All in all, Nokia clearly has the upper hand in its patent enforcement against HTC, as I reported three days ago. But HTC has already proven in its dispute with Apple that it's not a soft target. Yesterday an HTC v. Nokia countersuit became discoverable in Germany. And (also yesterday) ITC Administrative Law Judge Thomas B. Pender entered an "Initial Determination Granting Respondent HTC America, Inc.'s Motion for Partial Termination of the Investigation as to U.S. Patent No. 7,366,529 Pursuant to 19 C.F.R. Sections 210.21(a)(2) and 210.21(d)". This means that one of the nine patents Nokia is asserting in its ITC case against HTC has been dismissed (unless the Commission, the six-member decision-making body at the top of the U.S. trade agency, overrules Judge Pender).
The full text of the initial determination is not available yet, and apart from a dispute over whether a hearing should be held, the related pleadings are also sealed. But it's clear enough from the documents I saw -- and consistent with what I've been watching in German courtrooms for several months -- that HTC argued that this patent is "standard-essential" (which I doubt very, very much, and which calls into question the consistency of the standards the ITC applies to actually or allegedly standard-essential patents, as I'll discuss further below) and that Judge Pender surprisingly agreed (his ruling references articles of the Commission rules that relate to termination of claims subject to arbitration agreements; one of the rules cited lists arbitration as one of various possibilities, and the other one is entirely about arbitration). The headline entered the public electronic record only today.
The drop-out patent is U.S. Patent No. 7,366,529 on a "communication network terminal supporting a plurality of applications". This is how Nokia's May 2012 complaint described the nature of this patent:
"Before the invention of the '529 Patent, there was a need for the ability to efficiently send and receive information related to different applications on a mobile device. The invention of the '529 Patent discloses a technology that enables a mobile device having many applications to receive data-containing messages relating to one or more of the device's applications and address and store the received data for that application."
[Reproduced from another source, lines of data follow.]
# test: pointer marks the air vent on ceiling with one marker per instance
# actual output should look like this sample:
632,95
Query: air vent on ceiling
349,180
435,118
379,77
So this is, simply put, a patent on routing data to an app. It has nothing to do with cellular standards like 3G/UMTS. There's no such thing as a reference to apps in wireless standards. In a similar case over a power-saving patent the Mannheim Regional Court (obviously applying a different legal framework) told HTC that someone might even claim a patent on a beeswax melting machine to be essential to a wireless standard in order to prevent an injunction from issuing while the essentiality dispute (no matter how baseless) is being arbitrated.
Wholly apart from cross-jurisdictional comparisons, I find it difficult to reconcile Judge Pender's (formally preliminary, but most likely final) decision relating to a patent that I believe is not standard-essential with the ITC's approach to patents that have been declared essential, and pledged to licensing on FRAND terms, by their owners. For example, the ITC just instituted an investigation of a new InterDigital complaint against four companies including Huawei irrespectively of the fact that Huawei had requested a FRAND determination in federal court and declared itself bound to its result. Also, the ITC is reviewing a preliminary ruling on Samsung's complaint against Apple, which raises FRAND issues. The European Commission, one of the world's most reputable antitrust regulators, has found Apple, in a preliminary ruling, to be a "willing licensee".
The bottom line is that spurious allegations of standard-essentiality, in connection with an arbitration agreement, are rewarded by the ITC, while blatant FRAND abuse as well as a request for a binding FRAND determination -- structurally consistent with the envisioned FTC-Google settlement -- don't result in summary determinations dismissing the related claims. In all fairness, the ITC's rules do have a special clause on arbitration agreements, and HTC argued that the ITC must refer a claim to arbitration if it's "not wholly groundless". Hardly anything in the world is "wholly groundless", but why doesn't the ITC also dismiss claims over undisputedly declared-essential patents? That's the part I don't understand.